Hi Gmum, I am glad to play a role in your enlightenment. I do not have the wisdom to create these thoughts. I am simply holding my torch so that you can see them. Please comment on any of my posts sometimes I lose my way on the path.

Hey hey PP, read my last post on my last thread, there you will find the answer to your post's wish.

The subtle shift in my wife's has continued. I have adjusted to this new normal. It is relieving to know that she is not so tense and guarded in her self imposed exile. A chance physical encounter with her cooking on Christmas Day reinforces my belief that she is not warming to me but more comfortable and less guarded with her choice. I will take credit for some of her evolution to this point since my behavior played a part in her disposition.
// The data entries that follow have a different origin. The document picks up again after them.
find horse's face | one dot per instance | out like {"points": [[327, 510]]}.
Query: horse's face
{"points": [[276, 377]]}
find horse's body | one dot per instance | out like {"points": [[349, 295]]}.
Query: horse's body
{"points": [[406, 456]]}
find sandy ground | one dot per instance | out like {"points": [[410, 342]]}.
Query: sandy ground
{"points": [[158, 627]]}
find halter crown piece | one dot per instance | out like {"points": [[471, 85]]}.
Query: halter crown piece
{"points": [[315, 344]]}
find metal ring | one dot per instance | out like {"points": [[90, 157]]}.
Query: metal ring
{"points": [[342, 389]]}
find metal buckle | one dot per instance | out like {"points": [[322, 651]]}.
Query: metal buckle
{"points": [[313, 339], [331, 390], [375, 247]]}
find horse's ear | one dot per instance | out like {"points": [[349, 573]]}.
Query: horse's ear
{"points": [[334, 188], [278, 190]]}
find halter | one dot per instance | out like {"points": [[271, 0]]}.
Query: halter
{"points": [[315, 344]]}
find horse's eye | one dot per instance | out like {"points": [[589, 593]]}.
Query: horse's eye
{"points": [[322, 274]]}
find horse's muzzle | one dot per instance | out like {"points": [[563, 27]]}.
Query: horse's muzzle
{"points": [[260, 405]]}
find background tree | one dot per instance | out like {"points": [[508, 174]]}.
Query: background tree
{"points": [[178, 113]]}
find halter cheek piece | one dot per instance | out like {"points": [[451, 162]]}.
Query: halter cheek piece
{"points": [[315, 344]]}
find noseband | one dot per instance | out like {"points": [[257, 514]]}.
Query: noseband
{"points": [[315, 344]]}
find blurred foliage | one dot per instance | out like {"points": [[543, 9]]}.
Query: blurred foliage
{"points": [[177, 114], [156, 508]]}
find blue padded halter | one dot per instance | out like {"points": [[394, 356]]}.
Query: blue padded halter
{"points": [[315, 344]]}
My wife backed up while cooking as I was walking by. When she did and the back of her upper arm slowly bumped into my forearm. She jerked forward like I was on fire. My first thought was that her skin is so soft, it felt so good. I truly miss her. It appears that she does not want to have any physical contact with me. I accept that this is how she feels and will respect it. It is disappointing for me but expectable.

So I am married to a woman who is trying to decide if she wants to divorce me, does not love me, does not wear her ring, sleeps in a different bed but now seems relaxed enough to talk briefly with me. The glass is half full. I sit here smiling.